Neste movimento de pensar antes de emitir o primeiro tiro, estamos diante de um perigo muito interessante. Corremos o risco (no melhor sentido da palavra: o primeiro traço de tinta preta sobre a tela branca de Fernando Diniz) de escolher outra coisa que pode ser outra palavra, pode ser inclusive negar o tiro. E neste movimento podemos perceber que o inimigo a quem disparávamos palavras de morte tratava-se de um não inimigo.
Porque se atira palavras de morte em um não inimigo?
Aliás, o que é um inimigo?
Quem nos é inimigo?
Quem, nós cristãos-católicos-brancos, consideramos inimigos?
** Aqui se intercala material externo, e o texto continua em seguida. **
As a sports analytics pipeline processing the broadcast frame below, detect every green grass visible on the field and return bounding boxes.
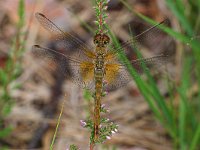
[116,0,200,150]
[0,0,27,143]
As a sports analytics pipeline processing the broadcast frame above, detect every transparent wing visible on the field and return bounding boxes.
[35,13,95,60]
[107,20,168,60]
[32,45,94,89]
[105,55,169,90]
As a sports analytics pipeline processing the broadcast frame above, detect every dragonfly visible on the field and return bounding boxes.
[32,13,168,140]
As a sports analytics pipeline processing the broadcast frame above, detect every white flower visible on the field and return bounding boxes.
[106,136,111,140]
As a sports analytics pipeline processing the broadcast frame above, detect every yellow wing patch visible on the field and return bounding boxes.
[105,64,120,84]
[80,62,94,82]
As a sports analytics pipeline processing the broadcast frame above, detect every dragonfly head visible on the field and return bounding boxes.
[94,34,110,47]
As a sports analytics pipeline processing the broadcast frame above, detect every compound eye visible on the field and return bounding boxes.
[94,40,99,44]
[103,41,108,45]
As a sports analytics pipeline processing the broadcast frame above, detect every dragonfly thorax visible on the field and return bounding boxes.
[95,54,104,69]
[94,34,110,47]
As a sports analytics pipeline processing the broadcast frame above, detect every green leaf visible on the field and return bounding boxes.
[0,127,13,139]
[18,0,25,28]
[0,69,8,86]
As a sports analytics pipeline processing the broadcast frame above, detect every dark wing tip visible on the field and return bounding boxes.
[33,45,41,48]
[35,12,45,17]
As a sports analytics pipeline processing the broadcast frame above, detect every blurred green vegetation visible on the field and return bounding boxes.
[0,0,27,142]
[119,0,200,150]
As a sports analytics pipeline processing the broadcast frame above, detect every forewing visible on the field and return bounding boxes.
[35,13,95,60]
[32,45,94,89]
[108,20,169,59]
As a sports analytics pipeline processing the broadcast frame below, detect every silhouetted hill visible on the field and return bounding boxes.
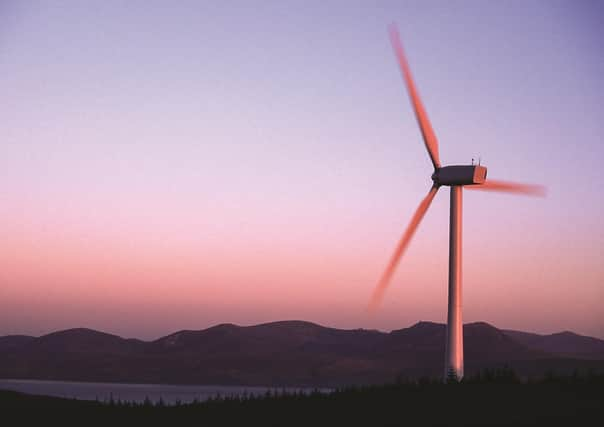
[0,321,604,386]
[503,330,604,360]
Talvez aceitemos essa guerra da linguagem porque sabemos
que há sempre a possibilidade do perdão.
Perdão de quem?
Quem perdoa?

A vítima do tiro palavra perdoa por ser um preceito religioso, o que não significa esquecimento, superação, elaboração consciente e inconsciente do ferimento recebido pela bala da palavra ouvida. O ato de perdoar (ou o famoso pedido de desculpas quando ele acontece) não significa sequer a cicatriz da ferida. Porque ela pode permanecer enquanto marca no corpo (físico ou subjetivo) durante toda a vida.
E não nos deixemos enganar por armas e tiros travestidos de brincadeira, de piada. Brincadeiras e piadas (normalmente de péssimo gosto) são cortina de fumaça, são alegorias, são jeitos de escamotear um certo desamor pela vida. Portanto, não contaminemos a vida dos outros e do mundo com o nosso desamor. Tratemos do nosso desamor, tratemos nosso ressentimento, sejamos adultos e cuidemos de nós mesmos primeiro para depois, e só depois, oferecer nosso ‘generoso’ ombro ou mão 'amiga' para cuidado do outro. A mesma mão que fere, acaricia. O mesmo ombro que acolhe o choro do outro é o que faz o movimento do cotovelo no sentido do nariz.

Por outro lado,
(e sempre há outro lado e tantos outros mundos quantos sujeitos para observá-los)


Por outro lado,
as palavras quando bem pensadas podem representar oração.
Ou melhor ainda: poesia.
Porque poesia é muito mais que oração.
Poesia se faz para ouvidos vivos.
Poesia é a palavra que, antes de ser dita, é pensada, pensada, muito pensada.
Procurada, escolhida com muito cuidado.
Poesia revela amor pela vida. Não por esta vida individual, mesquinha, sovina, egoísta, mas pela vida enquanto vida, enquanto o mundo vivo que nos permite estar aqui, que nos permite passar por aqui mesmo que brevemente.
Porque ‘a vida é um sopro’.
Outra frase que também não é minha mas exprime muito bem o que senti numa manhã anos atrás quando telefonemas davam notícias que nos levaram ao hospital da unimed em RC, depois ao hospital em Piracicaba e, por fim, ao velório e ao cemitério. E às vésperas de completar 87 anos, aquela vida se acabou. Acabou e não volta mais.
A vida é um sopro.
Como um rio que não volta para a nascente,
a vida não retorna para sua nascente.
um fluxo inexorável.


façamos poesias com as palavras
e, desta maneira,
talvez aproveitemos melhor
esse nosso sopro de vida.

Sim, é perfeitamente possível.
Porque, outra frase que não é minha, viver é mais que sobreviver.

Que as balas dessas palavras sejam
mais de vida que de morte.
Mais de goma que de borracha
Que estes tiros não sejam letais
mas sejam leituras
Não sejam fatais mas sejam farturas.






Carlos Petrius e Fernando Diniz são artistas plásticos no hospital psiquiátrico Pedro II, RJ.